Sibley Memorial Hospital is a non-profit hospital located in The Palisades neighborhood of Washington, D.C. It is fully accredited by the Joint Commission on Accreditation of Healthcare Organizations, and is licensed by the District of Columbia Department of Health and Human Services. The hospital specializes in surgery, orthopedics, and oncology services. It has been part of Johns Hopkins Medicine since 2010.

== History ==
Sibley hospital traces its lineage to the Lucy Webb Hayes National Training School, established in 1890 at a house at 133 F St. NE, but which moved the next year to 1140 N. Capitol St. NW, near the corner with Pierce Street. The institution of the Methodist Church was named in memory of President Rutherford B. Hayes's wife and trained young women for various Christian-related professions, including work for medical facilities and orphanages.

William J. Sibley, a member of the Foundry Methodist Church, donated $10,000 to the school to establish a hospital in memory of his wife, Dorothea Lowndes Sibley. The hospital was dedicated, next to the school on North Capitol Street, in 1894, and opened the following year. It was expanded in 1900 and again in 1925, to occupy the full block at North Capitol Street and Pierce Street.

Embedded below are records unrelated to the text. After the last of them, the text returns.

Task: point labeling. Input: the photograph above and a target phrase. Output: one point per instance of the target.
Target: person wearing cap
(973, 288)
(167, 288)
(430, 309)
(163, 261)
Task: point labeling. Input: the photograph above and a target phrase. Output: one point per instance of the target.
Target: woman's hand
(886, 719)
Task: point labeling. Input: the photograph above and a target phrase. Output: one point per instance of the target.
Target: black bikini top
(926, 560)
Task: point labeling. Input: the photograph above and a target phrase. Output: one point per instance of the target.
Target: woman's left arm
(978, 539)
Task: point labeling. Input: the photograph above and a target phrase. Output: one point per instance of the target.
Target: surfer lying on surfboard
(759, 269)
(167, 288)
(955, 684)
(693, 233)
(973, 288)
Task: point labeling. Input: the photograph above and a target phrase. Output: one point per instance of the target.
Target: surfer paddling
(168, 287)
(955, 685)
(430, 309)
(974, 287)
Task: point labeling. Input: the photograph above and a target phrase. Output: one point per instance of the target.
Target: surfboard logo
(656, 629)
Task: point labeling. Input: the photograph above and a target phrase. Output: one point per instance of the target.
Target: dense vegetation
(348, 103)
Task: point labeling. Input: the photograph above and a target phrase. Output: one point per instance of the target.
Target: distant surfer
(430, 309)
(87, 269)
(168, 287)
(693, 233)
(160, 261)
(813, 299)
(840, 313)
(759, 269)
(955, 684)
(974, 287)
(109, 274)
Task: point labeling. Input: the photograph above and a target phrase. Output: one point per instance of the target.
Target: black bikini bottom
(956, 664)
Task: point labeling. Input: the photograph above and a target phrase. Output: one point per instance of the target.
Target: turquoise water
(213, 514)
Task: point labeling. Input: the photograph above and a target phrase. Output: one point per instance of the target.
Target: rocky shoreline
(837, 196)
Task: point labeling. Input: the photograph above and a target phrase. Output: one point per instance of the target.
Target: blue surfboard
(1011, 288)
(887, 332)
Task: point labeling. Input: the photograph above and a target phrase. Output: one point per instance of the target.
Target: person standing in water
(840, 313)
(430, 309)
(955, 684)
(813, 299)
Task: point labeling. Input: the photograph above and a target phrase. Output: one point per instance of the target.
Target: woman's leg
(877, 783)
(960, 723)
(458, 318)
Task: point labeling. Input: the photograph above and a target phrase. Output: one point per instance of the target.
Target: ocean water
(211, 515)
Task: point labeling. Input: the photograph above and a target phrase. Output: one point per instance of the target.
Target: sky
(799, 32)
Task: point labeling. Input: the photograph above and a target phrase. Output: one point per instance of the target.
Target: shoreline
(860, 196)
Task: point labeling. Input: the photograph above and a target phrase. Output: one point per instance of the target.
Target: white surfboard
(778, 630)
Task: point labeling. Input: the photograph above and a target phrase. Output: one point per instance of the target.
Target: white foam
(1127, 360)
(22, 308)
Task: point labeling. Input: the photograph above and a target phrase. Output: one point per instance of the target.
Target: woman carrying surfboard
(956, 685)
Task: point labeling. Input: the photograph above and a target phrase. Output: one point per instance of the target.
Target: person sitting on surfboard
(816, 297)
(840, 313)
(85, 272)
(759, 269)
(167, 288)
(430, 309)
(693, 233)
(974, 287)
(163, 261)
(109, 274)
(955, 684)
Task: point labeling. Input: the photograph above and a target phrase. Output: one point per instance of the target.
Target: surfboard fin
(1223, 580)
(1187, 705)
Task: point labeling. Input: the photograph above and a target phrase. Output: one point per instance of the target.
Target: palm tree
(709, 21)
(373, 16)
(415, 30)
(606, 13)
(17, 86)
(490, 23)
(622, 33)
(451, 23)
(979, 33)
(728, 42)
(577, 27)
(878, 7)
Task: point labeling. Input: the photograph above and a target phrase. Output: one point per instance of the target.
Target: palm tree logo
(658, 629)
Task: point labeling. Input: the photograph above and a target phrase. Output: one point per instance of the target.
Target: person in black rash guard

In 1953, the Methodist Church, which also owned American University, proposed moving Sibley to a spot on Nebraska Avenue on American's campus, citing the need for more space. The city government declined to make a zoning change necessary for the move, effectively blocking it.

Congress helped in 1957, passing a law to grant Sibley 12 acres of land on Loughboro Road in Northwest Washington formerly belonging to the federal government as part of its reservation for the Dalecarlia Reservoir. It had housed the National Training School for Girls, a reform school. In exchange, Sibley had to grant to the federal government the site of Hahnemann Hospital at 135 New York Ave. NE. Hahnemann, formerly the National Homeopathic Hospital, had merged into Sibley the year prior. Sibley moved to the new site in 1961.

In 2010, citing an uncertain financial future, Sibley merged into Johns Hopkins Medicine.

The Hayes School transformed into a nursing school, and the Methodist Church moved it to American University. American closed the nursing school in 1987 due to declining enrollment.

The District of Columbia government built a low-income public apartment building on the former site of the hospital on North Capitol Street in 1968, and named it Sibley Plaza in honor of the hospital.

== U.S. News & World Report ==
As of January 2025, Sibley is ranked #4 in the Washington, D.C. metro area by U.S. News & World Report.

== Patient safety ==
Sibley Memorial Hospital has an A grade "Hospital Safety Score" by The Leapfrog Group as of Fall 2025.